In June 2018, Oxfam issued a report documenting the failure of France and Italy to assist refugees stranded at the border in the small town of Ventimiglia. An estimated 16,500 refugees and other migrants are staying in and around the town located 7km from the French border. One in four are unaccompanied children. Many were cast out of the overstretched Italian asylum system and many came with the intention of reuniting with family in other EU countries. Thousands are now stranded without sufficient assistance or access to essential services.

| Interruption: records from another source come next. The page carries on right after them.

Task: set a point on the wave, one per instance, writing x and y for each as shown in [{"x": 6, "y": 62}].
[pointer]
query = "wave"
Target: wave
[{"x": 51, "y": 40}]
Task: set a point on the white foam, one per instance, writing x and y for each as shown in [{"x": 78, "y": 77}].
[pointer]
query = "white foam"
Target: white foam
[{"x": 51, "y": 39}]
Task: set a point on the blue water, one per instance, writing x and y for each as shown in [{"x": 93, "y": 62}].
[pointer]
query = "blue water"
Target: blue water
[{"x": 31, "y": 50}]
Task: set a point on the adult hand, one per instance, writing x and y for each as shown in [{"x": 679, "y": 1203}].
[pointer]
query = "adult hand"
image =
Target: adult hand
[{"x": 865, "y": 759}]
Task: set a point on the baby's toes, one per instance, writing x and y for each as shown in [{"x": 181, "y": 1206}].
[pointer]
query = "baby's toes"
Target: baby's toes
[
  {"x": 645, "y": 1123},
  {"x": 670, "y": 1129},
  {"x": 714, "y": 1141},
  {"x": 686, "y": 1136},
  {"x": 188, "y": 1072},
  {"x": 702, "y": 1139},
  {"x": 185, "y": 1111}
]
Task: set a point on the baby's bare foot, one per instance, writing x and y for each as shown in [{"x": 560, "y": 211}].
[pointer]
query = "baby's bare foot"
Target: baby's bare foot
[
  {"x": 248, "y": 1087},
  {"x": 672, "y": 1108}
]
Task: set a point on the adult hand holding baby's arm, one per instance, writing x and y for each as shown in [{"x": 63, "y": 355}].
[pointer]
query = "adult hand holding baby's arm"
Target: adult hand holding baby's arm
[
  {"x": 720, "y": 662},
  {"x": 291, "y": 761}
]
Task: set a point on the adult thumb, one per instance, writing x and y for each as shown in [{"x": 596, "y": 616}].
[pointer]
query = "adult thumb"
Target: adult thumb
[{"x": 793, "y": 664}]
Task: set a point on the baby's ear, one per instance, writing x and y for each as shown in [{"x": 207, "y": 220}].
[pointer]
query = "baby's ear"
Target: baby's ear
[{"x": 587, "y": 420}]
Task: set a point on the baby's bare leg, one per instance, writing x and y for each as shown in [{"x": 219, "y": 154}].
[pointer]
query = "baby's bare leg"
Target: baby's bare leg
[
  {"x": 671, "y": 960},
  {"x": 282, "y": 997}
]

Hundreds of refugees and other migrants are sleeping rough under a flyover, without drinking water, shelter or heating. The conditions there are described by Oxfam as “extremely precarious”. People construct small camps of cardboard shacks but they are frequently destroyed on the orders of local authorities. They otherwise sleep on blankets or the floor even during winter; there is no heating. Caritas runs a canteen serving one meal a day. There is no clean water for washing or drinking and rushes on the riverbanks are used as toilets.
Roja Camp, the official camp erected outside the town, does not have sufficient capacity for the numbers of refugees and other migrants in need of shelter. Sanitation facilities are “inadequate, unhygienic and often broken”. There are no separate safe spaces for women, men, families and unaccompanied children. The camp is located some distance from the town and there is no transportation; at night the unlit road can be dangerous. The significant police presence and compulsory fingerprinting deter many from staying there.
There is no recent official data on migrants staying in or transiting through Ventimiglia. Caritas maintains the most reliable record based on the numbers of migrants served in the canteen. Most come from Eastern Africa: from January to April 2018, almost 51% were from Eritrea and 23% from Sudan. There are also migrants from Afghanistan, Ethiopia, Nigeria and the Republic of Guinea. About 10% of those stranded are women and around 25% are children (most are between 15 and 17 but some are much younger).
Through its work and interviews it has conducted in Ventimiglia, Oxfam has found that the French authorities are returning refugees and other migrants who attempt to cross the border. Children are verbally and physically abused and arbitrarily detained in violation of French, Italian and international law. “French police officers are not upholding international standards. They taunt children and mistreat them…Some children have had the soles of their shoes cut off before being sent back to Italy,” said Chiara Romagno, a project leader with Oxfam in Ventimiglia.
In addition, French police reportedly stop unaccompanied children and immediately force them onto trains back to Italy after altering their documents. Some had their SIM cards and mobile phones seized. This is in clear violation of the guarantees extended to children under French law, according to which a child who does not want to apply for asylum in France and is stopped at the border may be returned only when authorities have appointed a guardian and allowed a jour franc (24 hours between police custody and the return).
Children, women and men forced to leave their homes should not suffer further abuse and neglect at the hands of the authorities in France and Italy. Oxfam has made a series of recommendations in its report directed towards local authorities in Ventimiglia, the French Government, the Italian Government and the European Union and Member States to stop illegal returns of unaccompanied children, improve procedures for claiming asylum, safeguard the rights and address the needs of asylum seekers and create a fairer and more humane system for managing migration in Europe.